Background
I've got a dataframe:
d <- data.frame(ID = c("a","a","b","b", "c","c"),
event = c(0,1,0,0,1,1),
event_date = as.Date(c("2011-01-01","2012-08-21","2011-12-23","2011-12-31","2013-03-14","2015-07-12")),
stringsAsFactors=FALSE)
It's got some people (ID), a binary indicator of an event, and an event_date for that event.
The Problem
I want to subset this dataframe to return the rows for those ID's who have never had the event -- in other words, for ID's whose every event cell, no matter how many they have, equals zero. No exceptions.
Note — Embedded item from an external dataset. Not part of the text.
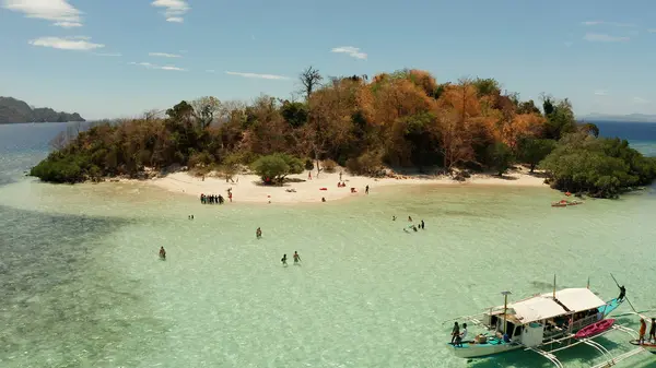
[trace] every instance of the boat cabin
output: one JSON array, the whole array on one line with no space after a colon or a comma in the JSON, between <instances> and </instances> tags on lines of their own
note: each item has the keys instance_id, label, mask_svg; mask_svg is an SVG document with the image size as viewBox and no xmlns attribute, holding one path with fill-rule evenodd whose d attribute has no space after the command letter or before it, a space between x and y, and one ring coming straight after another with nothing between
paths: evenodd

In other words, I'd like to get something that looks like this:
ID event event_date
b 0 2011-12-23
b 0 2011-12-31
What I've tried
I've got a couple of ways of trying to do this, one in dplyr and the other in data.table (I'm more familiar with dplyr; the latter example is adapted from an answer to an older question I posted). But both get me the same result: the inclusion of ID=b, which is good, but also the inclusion of ID=a, who has one row of event=1 -- which is not good.
Attempt 1:
d_test <- subset(d, ID %in% unique(ID[event == 0])) %>%
arrange(ID, event_date)
ID event event_date
1 a 0 2011-01-01
2 a 1 2012-08-21
3 b 0 2011-12-23
4 b 0 2011-12-31
Attempt 2:
setDT(d)
d_test <- d[ID %in% d[,event==0, by=ID][V1==TRUE, ID]]
ID event event_date
1: a 0 2011-01-01
2: a 1 2012-08-21
3: b 0 2011-12-23
4: b 0 2011-12-31
Bottom line: I can't express NEVER or NONE in my code.